Shipping pre-built Documentation

Taking a step back, it’d seem easier to avoid the hassle of adapting all the documentation build logic to work both ways, with and without Git, by simply including a copy of the readily built result into the tarball. Like everything, there’s a downside here as well of course, tarball size will increase significantly. Just how significantly? The actual size can make or break the deal, e.g. if it changed by orders of magnitude. Let’s take a look:

  • 6.0M - beast-0.8.0.tar.bz2

  • 23.0M - beast-full-docs.tar-bz2

Uhhh, that’s a lot. All the documentation for the next release totals around almost four times that of the last tarball size. That’s a bit excessive, can we do better?

It turns out that a large portion of the space in a full Doxygen HTML build is actually used up by images. Not the biggest chunk but a large one nevertheless, for the above example, we’re looking at:

  • 23M - du -hc full-docs/*png

  • 73M - du -hc full-docs/

So, 23 out of 73 MB for the images, that’s 32%. Doxygen doesn’t make it too hard to build without images, it just needs two configuration settings HAVE_DOT = NO and CLASS_DIAGRAMS = NO. Rebuilding the docs without any images also removes a number of image references, so we end up with:

  • 42M - slim-docs/

That’s a 42% reduction in documentation size. Actually that’s just plain text documentation now, without any pre-compressed PNG images. That means bzip2 could do a decent job at it, let’s give it a try:

  • 2.4M - beast-slim-docs.tar-bz2

Wow, that went better than expected, we’re just talking about 40% of the source code tarball at this point. Definitely acceptable, here’re the numbers for the release candidates in direct comparison, with and without pre-built documentation:

  • 6.1M - beast-no-docs-0.8.1-rc1.tar.bz2

  • 8.6M - beast-full-docs-0.8.1-rc1.tar.bz2

Disable Documentation generation rules in tarballs

Now that we’ve established that shipping documentation without graphs results in an acceptable tarball size increase, it’s easy to make the call to include full documentations with tarball releases. As a nice side effect, auto-generation of the documentation in tarballs can be disabled (not having the Git tree and other tools available, it’d be prone to fail anway). The only thing to watch out for is a srcdir != builddir case with automake, as in Git trees documentation is build inside builddir, while it’s shipped and available from within srcdir in tarballs.
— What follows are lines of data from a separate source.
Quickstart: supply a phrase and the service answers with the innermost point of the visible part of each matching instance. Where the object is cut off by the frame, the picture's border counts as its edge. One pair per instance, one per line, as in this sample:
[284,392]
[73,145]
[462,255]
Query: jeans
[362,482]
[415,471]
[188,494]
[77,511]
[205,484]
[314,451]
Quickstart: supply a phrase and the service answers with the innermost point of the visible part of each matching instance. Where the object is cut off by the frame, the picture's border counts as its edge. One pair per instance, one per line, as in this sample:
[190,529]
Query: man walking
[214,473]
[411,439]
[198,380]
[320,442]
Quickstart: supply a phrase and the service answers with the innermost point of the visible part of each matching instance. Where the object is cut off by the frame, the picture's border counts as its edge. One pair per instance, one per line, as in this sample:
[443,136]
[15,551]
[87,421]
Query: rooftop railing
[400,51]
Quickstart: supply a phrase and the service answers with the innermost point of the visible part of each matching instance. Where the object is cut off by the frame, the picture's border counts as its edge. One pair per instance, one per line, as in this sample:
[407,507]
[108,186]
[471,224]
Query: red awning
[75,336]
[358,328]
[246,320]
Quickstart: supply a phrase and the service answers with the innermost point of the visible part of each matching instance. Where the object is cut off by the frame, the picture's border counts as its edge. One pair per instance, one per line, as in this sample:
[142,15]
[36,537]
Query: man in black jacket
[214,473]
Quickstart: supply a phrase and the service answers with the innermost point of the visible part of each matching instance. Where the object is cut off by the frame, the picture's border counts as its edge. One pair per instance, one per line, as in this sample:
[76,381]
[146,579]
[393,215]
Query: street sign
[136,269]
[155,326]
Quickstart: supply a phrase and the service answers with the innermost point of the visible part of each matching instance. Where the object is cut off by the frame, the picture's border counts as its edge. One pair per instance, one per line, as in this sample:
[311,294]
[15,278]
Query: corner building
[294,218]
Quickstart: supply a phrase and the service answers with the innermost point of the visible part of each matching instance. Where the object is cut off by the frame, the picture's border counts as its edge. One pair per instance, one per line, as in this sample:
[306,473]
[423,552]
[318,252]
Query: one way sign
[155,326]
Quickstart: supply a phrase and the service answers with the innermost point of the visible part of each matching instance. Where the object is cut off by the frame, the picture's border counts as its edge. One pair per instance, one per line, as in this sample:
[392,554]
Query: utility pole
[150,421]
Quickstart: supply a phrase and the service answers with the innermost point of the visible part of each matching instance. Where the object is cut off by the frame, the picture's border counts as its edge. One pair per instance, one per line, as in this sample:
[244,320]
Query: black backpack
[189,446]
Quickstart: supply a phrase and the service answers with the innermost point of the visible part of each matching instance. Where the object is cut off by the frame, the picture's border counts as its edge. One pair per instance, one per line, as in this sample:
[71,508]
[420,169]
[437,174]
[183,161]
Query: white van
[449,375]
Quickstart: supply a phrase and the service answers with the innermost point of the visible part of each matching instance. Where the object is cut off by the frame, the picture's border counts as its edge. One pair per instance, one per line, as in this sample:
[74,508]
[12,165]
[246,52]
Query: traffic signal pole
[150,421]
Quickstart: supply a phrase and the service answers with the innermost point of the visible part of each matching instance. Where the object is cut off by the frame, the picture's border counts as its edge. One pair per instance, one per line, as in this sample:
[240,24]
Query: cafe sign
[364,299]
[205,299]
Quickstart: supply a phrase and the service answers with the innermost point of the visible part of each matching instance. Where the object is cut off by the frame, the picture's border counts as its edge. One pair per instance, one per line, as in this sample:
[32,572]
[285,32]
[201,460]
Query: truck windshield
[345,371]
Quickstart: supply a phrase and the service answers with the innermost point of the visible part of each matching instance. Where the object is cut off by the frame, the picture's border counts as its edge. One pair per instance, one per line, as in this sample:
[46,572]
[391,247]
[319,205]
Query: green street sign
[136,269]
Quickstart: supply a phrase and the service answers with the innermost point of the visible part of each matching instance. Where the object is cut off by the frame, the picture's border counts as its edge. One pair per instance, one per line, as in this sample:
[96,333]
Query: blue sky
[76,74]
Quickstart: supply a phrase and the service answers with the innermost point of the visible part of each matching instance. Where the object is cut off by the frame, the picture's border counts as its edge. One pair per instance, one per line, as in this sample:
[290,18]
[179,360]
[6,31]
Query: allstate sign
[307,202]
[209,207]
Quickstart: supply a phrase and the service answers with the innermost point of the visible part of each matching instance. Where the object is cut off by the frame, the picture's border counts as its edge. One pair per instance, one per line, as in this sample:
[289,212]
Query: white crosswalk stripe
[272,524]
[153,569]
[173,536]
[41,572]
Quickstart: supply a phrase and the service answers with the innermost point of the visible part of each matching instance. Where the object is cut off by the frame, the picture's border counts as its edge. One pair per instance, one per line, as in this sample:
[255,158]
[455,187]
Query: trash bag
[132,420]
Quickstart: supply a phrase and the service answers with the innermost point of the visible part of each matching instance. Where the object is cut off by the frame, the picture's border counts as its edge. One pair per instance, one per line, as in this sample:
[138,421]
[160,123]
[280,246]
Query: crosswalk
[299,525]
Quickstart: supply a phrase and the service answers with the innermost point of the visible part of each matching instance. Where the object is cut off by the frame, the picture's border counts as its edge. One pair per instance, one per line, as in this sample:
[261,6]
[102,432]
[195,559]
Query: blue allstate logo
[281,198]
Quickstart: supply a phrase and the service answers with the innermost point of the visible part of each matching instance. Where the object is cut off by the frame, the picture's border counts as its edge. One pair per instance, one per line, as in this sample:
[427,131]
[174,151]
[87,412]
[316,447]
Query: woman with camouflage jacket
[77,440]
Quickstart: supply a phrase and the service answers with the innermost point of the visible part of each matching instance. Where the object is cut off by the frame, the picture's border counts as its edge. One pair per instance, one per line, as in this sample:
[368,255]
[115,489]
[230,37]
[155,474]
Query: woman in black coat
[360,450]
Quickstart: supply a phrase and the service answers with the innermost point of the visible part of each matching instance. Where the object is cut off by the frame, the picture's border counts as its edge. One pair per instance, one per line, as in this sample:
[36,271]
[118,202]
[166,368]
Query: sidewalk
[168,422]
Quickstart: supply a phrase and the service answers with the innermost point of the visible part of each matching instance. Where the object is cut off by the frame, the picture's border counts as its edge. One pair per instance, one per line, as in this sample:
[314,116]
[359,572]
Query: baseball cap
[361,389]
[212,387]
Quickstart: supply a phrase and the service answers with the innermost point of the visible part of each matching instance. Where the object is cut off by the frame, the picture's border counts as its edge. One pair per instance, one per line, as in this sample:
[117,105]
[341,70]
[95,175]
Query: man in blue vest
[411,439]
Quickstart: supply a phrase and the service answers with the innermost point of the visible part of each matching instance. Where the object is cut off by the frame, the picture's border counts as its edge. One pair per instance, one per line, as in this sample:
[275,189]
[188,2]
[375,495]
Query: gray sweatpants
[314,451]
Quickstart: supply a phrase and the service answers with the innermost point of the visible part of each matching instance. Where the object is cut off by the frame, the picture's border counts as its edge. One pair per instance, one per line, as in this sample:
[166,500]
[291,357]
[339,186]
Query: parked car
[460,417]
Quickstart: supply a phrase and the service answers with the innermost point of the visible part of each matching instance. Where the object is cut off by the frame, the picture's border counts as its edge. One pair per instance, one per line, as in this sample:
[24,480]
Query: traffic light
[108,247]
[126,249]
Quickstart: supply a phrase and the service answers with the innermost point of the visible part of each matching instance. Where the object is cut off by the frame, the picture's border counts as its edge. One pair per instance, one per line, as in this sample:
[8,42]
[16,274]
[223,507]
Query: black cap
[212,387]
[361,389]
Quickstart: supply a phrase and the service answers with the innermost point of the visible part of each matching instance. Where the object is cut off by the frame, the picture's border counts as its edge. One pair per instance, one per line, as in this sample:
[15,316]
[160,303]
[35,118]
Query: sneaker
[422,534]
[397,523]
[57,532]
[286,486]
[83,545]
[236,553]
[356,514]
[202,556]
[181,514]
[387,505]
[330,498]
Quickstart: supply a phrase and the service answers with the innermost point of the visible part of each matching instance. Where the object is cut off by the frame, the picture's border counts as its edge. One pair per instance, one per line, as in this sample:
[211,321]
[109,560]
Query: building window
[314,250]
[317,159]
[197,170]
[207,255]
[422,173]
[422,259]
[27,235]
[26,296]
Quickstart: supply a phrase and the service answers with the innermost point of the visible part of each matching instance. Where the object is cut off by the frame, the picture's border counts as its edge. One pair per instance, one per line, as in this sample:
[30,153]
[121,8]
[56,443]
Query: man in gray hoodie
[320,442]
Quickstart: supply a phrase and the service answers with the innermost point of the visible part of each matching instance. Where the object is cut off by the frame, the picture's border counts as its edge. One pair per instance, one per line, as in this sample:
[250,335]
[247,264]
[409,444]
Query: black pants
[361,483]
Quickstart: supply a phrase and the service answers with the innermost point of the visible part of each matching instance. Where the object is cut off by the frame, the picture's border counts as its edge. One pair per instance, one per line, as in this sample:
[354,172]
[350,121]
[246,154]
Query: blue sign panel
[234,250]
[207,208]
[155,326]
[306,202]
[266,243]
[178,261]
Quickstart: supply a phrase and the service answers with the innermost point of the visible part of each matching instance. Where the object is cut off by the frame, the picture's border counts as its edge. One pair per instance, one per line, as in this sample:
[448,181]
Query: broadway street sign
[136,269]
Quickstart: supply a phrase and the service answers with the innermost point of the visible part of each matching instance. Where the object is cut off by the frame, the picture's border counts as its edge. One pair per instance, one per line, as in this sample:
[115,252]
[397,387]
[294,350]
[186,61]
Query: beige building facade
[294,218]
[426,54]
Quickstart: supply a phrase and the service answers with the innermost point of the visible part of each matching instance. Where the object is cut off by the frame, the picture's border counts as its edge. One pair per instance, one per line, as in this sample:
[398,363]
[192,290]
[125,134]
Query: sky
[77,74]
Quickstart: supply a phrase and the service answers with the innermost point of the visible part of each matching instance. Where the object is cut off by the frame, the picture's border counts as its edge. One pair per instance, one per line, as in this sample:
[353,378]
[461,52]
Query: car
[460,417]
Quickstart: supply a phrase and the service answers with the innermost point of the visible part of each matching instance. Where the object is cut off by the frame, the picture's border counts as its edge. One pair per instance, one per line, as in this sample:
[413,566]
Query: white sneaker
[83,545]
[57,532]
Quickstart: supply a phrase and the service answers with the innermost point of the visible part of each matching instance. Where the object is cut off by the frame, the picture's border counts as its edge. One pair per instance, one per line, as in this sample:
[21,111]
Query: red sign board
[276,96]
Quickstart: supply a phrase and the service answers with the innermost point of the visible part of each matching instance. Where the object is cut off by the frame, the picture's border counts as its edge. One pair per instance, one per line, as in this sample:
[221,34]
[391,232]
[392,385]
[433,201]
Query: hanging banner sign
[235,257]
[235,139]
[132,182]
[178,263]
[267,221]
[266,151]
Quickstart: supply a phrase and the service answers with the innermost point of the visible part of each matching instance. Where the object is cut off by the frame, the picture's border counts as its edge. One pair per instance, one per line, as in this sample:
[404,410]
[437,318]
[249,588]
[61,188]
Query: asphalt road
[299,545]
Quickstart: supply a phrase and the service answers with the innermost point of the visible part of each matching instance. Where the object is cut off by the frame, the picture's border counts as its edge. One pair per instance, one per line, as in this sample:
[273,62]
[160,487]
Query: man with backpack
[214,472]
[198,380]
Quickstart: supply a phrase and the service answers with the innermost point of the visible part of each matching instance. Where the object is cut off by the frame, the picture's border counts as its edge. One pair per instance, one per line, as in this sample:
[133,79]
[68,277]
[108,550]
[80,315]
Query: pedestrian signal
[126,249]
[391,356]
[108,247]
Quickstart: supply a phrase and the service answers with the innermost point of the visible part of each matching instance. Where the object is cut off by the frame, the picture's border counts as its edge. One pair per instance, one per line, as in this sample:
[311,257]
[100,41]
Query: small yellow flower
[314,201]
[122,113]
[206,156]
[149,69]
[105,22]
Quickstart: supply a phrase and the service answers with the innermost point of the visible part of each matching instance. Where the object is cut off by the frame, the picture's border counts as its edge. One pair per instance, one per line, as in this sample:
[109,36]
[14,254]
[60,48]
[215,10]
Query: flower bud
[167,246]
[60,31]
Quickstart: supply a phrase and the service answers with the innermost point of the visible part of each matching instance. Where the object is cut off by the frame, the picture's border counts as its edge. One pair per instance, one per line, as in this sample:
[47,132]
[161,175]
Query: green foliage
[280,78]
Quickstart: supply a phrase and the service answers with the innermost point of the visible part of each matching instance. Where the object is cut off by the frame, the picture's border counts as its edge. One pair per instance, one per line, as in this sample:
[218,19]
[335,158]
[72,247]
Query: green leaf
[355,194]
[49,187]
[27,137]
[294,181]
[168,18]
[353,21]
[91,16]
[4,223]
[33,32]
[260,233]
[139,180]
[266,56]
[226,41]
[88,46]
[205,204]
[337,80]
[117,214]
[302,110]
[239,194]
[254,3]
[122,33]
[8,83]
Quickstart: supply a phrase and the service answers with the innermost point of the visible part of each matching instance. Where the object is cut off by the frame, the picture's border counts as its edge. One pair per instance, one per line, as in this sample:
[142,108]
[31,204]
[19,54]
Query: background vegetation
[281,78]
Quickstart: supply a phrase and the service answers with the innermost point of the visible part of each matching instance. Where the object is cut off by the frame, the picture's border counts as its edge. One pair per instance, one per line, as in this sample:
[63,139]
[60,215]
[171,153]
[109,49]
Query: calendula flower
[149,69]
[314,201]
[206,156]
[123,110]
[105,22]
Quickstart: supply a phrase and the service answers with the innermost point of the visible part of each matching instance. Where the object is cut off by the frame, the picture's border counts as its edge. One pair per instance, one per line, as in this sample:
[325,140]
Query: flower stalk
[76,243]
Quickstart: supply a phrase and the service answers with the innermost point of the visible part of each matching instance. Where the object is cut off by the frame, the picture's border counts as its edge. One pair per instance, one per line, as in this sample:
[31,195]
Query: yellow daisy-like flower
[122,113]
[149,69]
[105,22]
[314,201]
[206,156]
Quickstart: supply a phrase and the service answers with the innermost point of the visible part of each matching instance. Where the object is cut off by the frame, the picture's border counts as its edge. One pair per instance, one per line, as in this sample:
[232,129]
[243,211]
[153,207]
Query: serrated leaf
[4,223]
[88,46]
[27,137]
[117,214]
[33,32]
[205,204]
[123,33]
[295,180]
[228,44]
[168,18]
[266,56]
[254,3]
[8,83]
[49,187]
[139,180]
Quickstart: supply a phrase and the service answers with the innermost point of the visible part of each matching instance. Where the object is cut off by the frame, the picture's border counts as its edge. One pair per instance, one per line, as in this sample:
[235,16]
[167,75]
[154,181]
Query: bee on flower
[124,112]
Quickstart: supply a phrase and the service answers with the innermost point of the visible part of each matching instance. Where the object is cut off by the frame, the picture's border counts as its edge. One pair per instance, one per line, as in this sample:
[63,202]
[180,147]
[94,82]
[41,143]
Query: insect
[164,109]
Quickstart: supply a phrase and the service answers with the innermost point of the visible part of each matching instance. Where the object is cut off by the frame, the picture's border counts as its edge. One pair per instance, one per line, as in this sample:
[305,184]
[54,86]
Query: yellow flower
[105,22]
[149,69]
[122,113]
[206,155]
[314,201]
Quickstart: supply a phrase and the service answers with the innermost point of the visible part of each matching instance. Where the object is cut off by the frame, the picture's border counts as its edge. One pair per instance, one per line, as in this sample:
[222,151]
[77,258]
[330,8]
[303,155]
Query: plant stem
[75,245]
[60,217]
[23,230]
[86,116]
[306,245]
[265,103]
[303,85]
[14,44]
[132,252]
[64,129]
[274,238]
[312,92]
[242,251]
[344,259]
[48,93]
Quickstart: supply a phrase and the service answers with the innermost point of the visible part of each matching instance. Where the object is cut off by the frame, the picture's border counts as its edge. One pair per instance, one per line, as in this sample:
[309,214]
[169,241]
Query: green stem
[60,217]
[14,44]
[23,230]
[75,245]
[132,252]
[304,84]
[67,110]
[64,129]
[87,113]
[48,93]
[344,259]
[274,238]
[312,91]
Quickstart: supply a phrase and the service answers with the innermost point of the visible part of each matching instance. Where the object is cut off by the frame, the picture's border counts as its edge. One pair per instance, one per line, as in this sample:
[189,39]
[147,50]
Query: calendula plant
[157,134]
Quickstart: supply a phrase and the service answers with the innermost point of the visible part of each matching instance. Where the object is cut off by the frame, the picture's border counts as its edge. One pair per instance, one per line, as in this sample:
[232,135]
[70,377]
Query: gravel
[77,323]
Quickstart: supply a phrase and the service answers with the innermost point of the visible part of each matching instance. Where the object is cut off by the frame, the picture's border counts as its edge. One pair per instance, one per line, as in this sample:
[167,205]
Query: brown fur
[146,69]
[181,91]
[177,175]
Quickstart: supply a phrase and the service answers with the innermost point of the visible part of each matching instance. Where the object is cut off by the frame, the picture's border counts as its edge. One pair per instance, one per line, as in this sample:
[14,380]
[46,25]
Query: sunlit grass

Pros and Cons for shipping documentation

  • Con: Tarball sizes increase, but the size difference seems accaptable, practical tests show less than 50% increase in tarball sizes for documentation excluding generated graphics.

  • Con: Tarball source changes cannot be reflected in docs. This mostly affects packagers, it’d be nice to receive substantial patches in upstream as a remedy.

  • Pro: The build logic is significantly simplified, allowing a hard dependency on Git and skipping complex conditionals for tool availability.

  • Pro: Build time and complexity from tarballs is reduced. A nice side effect, considering the variety of documentation tools out there, sgml-tools, doxygen, gtk-doc, etc.

For me the pros in this case clearly outweigh the cons. I’m happy to hear about pros and cons I might have missed.

Prior Art?

Looking around the web for cases of other projects doing this didn’t turn up too many examples. There’s some probability that most projects don’t yet trade documentation generation rules for pre-generated documentation in tarballs.

If you know projects that turned to pre-generated documentation, please let me know about them.

I’m also very interested in end-user and packager’s opinions on this. Also, do people know about other materials that projects include pre-built in tarballs? And without the means to regenerate everything from just the tarballs?